Menurutnya, pada proses persalinan, bidan menjadi tenaga kesehatan utama yang memastikan persalinan normal berlangsung aman, nyaman, dan sesuai standar pelayanan. Bidan tidak hanya memberikan pendampingan secara fisik, tetapi juga dukungan psikologis kepada ibu bersalin serta membantu pelaksanaan Inisiasi Menyusu Dini (IMD) sebagai langkah awal dalam mendukung keberhasilan pemberian ASI eksklusif.
Lanjut dr. Budiyanto, tidak berhenti setelah persalinan. Pada masa nifas hingga 42 hari setelah melahirkan, bidan tetap melakukan pemantauan terhadap pemulihan kondisi ibu, produksi ASI, kesehatan bayi baru lahir, pemeriksaan tanda-tanda vital, pemberian imunisasi dasar, hingga memonitor pertumbuhan dan perkembangan bayi secara berkala.
Selain menjalankan pelayanan medis, bidan juga berfungsi sebagai edukator dan konselor kesehatan. Mereka memberikan penyuluhan mengenai pemenuhan gizi ibu hamil dan menyusui, teknik menyusui yang benar, perawatan bayi, kesehatan reproduksi, serta pelayanan konsultasi berbagai metode kontrasepsi seperti pil, suntik, IUD, maupun implan.
“Keberadaan bidan sangat krusial dalam menjangkau pelayanan kesehatan, khususnya di daerah-daerah yang jauh dari rumah sakit besar. Karena itu, peningkatan kompetensi dan profesionalisme bidan harus terus menjadi perhatian bersama,” tegasnya.
Usai pembukaan, kegiatan dilanjutkan dengan penyampaian materi mengenai petunjuk teknis serta Standar Operasional Prosedur (SOP) pelayanan kebidanan yang disampaikan Ketua IBI Kabupaten Banggai, Bd.
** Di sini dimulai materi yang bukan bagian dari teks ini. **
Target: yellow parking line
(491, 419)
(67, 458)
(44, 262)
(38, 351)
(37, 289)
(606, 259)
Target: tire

Hj. Nani Rusdawati Hasan, S.Keb., S.K.M. Materi tersebut menjadi bekal bagi seluruh peserta sebelum memasuki agenda inti Musyawarah Ranting II.
Agenda utama berupa pemilihan Ketua IBI Ranting RSUD Luwuk berlangsung secara demokratis. Panitia menetapkan tujuh calon yang dipilih oleh peserta yang memiliki hak suara untuk memimpin organisasi pada periode berikutnya.
Hasil Musyawarah Ranting II menetapkan kepengurusan baru IBI Ranting RSUD Luwuk, yaitu Wirda Djau, S.Tr.Keb., M.Keb. sebagai Ketua, Sri Rahayu, A.Md.Keb. sebagai Sekretaris, dan Kadek Dwi Novrianti, S.Keb. sebagai Bendahara.
Dengan terpilihnya kepengurusan baru, diharapkan IBI Ranting RSUD Luwuk semakin solid dalam meningkatkan profesionalisme bidan, memperkuat sinergi dengan fasilitas pelayanan kesehatan, serta terus berkontribusi dalam meningkatkan kualitas pelayanan kesehatan ibu dan anak di Kabupaten Banggai.
Seluruh rangkaian Musyawarah Ranting II berlangsung dengan tertib, penuh semangat kebersamaan, dan ditutup dengan menyanyikan Hymne Ikatan Bidan Indonesia sebagai simbol komitmen seluruh anggota dalam mengemban tugas dan pengabdian kepada masyarakat.